I’m almost embarrassed to say I became a Cancer patient and survivor all within the space of less than a month. I say embarrassed because I didn’t suffer at all. I must admit to being a bit concerned when I discovered I had a malignant melanoma on my back, especially after doing a little research and coming across descriptions that referred to it as the deadliest form of Cancer. Nevertheless, it was caught early, surgery was successful (and proved it hadn’t metastasized), and the Doctor’s say the chance of recurrence is around 3% – less than the chance I’ll have a heart attack or stroke in the next decade or so.

So, for me this has been a pretty upbeat year – all things considered. My kids are healthy; my wife, though still unemployed, is doing a great job of organizing the children’s education and extra-curricular activities, and (for the most part) I’ve been pretty healthy.
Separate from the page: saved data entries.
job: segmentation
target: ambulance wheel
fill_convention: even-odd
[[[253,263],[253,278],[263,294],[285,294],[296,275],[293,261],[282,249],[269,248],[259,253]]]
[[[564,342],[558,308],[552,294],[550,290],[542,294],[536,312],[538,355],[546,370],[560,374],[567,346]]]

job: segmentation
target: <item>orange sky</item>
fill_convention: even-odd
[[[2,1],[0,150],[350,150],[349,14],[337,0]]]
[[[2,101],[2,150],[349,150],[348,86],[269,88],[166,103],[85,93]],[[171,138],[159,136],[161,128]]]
Now for next year.

I’m really looking forward to next year. I believe I will be involved in some very exciting and innovative activities at work and, through the 2.0 Adoption Council, will be learning more and more about how to help my company reap the benefits I believe the development of what Andy calls emergent social software platforms (here for more info) will provide for any company willing to work at their adoption and profitable use. I have made plans to attend the next Enterprise 2.0 Conference, though I have already been working on methods of using social software (like Twitter) to allow others to virtually attend many conferences and possibly provide for far greater participation while saving money on travel expenses.

If I don’t post before the New Year I wish everyone a wonderful, joyous holiday season shared with friends and family in relative peace and comfort, as well as a happy and healthy new year. BTW – Susan, 2010 is the end of the decade. It won’t be over until 2011, but who’s counting?